Older adults admitted to the emergency department (ED) and diagnosed with SARS-CoV-2 infection often presented with delirium and no other COVID-19 symptoms, a multicenter cohort study showed.
About 28% of COVID-19 patients 65 and older presented to the ED with delirium, and delirium was a primary symptom in 16% of these patients, reported Maura Kennedy, MD, MPH, of Massachusetts General Hospital in Boston, and co-authors.
More than a third (37%) of patients with delirium did not present with typical COVID-19 signs like fever or shortness of breath, they wrote in JAMA Network Open.
Delirium was the sixth most common presenting symptom in older adults. “Other atypical symptoms also were common; 11% of patients reported a fall and 9% reported dizziness or fainting,” Kennedy said.
“Typical symptoms of COVID-19 were absent in many older patients in this study. Only 56% of patients reported fever and 50% reported cough,” she told MedPage Today.
“Delirium is often a barometer of health for older adults, meaning it can be a very sensitive indicator when something is going wrong,” noted co-author Sharon Inouye, MD, MPH, of Harvard Medical School. It serves as an atypical presentation of many diseases “and it is not surprising it is also a common presentation for COVID-19 infection in older adults to the emergency department,” she noted.
“What is surprising is how often delirium continues to be overlooked,” Inouye told MedPage Today. While the CDC lists “new confusion” as an emergency warning sign of COVID-19 on its website, delirium is not on the agency’s case report form or the core symptom checklist many sites use to determine who gets tested, Inouye said. This means some cases of COVID-19 in older patients may be missed, she pointed out.
“Some experts have argued that this omission may have contributed to the large number of deaths seen in nursing homes,” she said. “Older adults may have been sent back without testing — since COVID-19 was not suspected when they ‘just’ had delirium — and went on to spread infections at their facilities.”
Delirium has been linked with COVID-19 in other research. A prospective study showed that encephalopathy was the most common new-onset neurologic manifestation seen in hospitalized COVID-19 patients, affecting 6.8%. Retrospective reports have shown an even higher prevalence of delirium or encephalopathy, though some have not teased apart the roles sedation or pre-existing conditions may play.

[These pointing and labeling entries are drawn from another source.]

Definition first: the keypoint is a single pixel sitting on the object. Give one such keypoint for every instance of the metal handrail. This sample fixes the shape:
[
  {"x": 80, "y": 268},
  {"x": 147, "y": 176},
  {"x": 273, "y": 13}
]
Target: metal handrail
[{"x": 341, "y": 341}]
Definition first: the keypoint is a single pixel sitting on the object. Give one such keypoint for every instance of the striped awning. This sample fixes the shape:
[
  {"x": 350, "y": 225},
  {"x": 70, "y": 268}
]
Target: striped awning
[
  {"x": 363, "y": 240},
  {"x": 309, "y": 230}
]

In this analysis, Kennedy and colleagues studied 817 older adults with COVID-19 who presented at one of seven ED sites in the U.S. on or after March 13, 2020. COVID-19 was diagnosed either by positive nasal swab polymerase chain reaction (PCR) test for SARS-CoV-2 (99% of cases) or chest X-ray or CT scan showing classic COVID-19 appearance and distribution of ground-glass opacities (1%). Delirium was identified by medical record review, with uncertain cases adjudicated by at least two clinical experts. Some sites routinely used delirium screening tools.
About half (47%) of study participants were men. Most (62%) were white, 27% were Black, and 7% were Hispanic or Latinx. Mean age was about 78.

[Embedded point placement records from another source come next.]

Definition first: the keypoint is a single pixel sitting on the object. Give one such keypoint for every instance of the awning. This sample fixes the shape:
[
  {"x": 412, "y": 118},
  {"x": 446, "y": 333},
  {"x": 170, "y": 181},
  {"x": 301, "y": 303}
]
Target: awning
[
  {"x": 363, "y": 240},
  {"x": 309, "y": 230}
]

The most common presenting symptoms in the ED were fever (56%), shortness of breath (51%), cough (50%), hypoxia (40%), and weakness (30%), followed by delirium (28%), fatigue (26%), diarrhea (16%), and anorexia (15%). Occurrence of delirium was higher than what typically had been reported in ED studies before COVID-19, which ranged from 7% to 20%, the researchers noted.

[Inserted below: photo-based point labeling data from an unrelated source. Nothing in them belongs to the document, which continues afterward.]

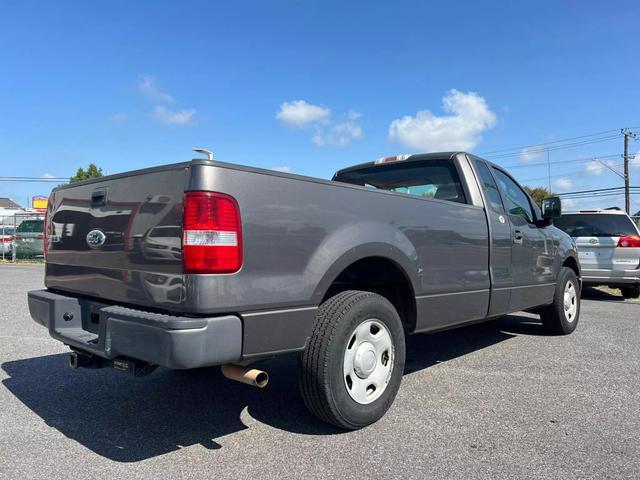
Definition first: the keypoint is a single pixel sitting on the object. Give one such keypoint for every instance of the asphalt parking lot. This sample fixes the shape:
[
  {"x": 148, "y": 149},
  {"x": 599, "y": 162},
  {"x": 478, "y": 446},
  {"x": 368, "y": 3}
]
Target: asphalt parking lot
[{"x": 498, "y": 400}]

Delirium symptoms included impaired consciousness (54%), disorientation (43%), hypoactive delirium symptoms (20%), and agitation or hyperactive delirium symptoms (16%).
Factors associated with delirium risk included age older than 75, prior psychoactive medication use, assisted living or skilled nursing facility residence, vision or hearing impairment, stroke, and Parkinson’s disease. (Dementia and mental health conditions were removed from this analysis because of multicollinearity.) Delirium at presentation was significantly associated with increased risk for poor hospital outcomes, including ICU stay, discharge to a rehabilitation facility, and death.
The findings echoed what providers witnessed in the early days of the pandemic, observed Jennifer Frontera, MD, of NYU Langone Health, who wasn’t involved with the study.
“A lot of older people waited to come to the hospital,” Frontera told MedPage Today. “They were delayed until they were in really bad shape, or they were confused and that’s when the family brought them in.”
The research had several limitations, Kennedy and co-authors noted. Most EDs do not routinely screen for delirium and research staff were not allowed in EDs due to infection control policies, so prevalence may be underreported. A large proportion of patients were from assisted living facilities or nursing homes (36%) or previously had been diagnosed with dementia (30%) and findings may not apply to other populations. Because the study focused on delirium as a presenting symptom, it did not have data on factors that could prevent it during hospitalization.
This work was supported in part by a grant from the National Institute on Aging and a grant from the MSTP Training Program at the University of Massachusetts Medical School.
Researchers reported relationships with the National Institute of General Medical Sciences, National Center for Advancing Translational Sciences, and the Robert E. Leet and Clara Guthrie Patterson Trust.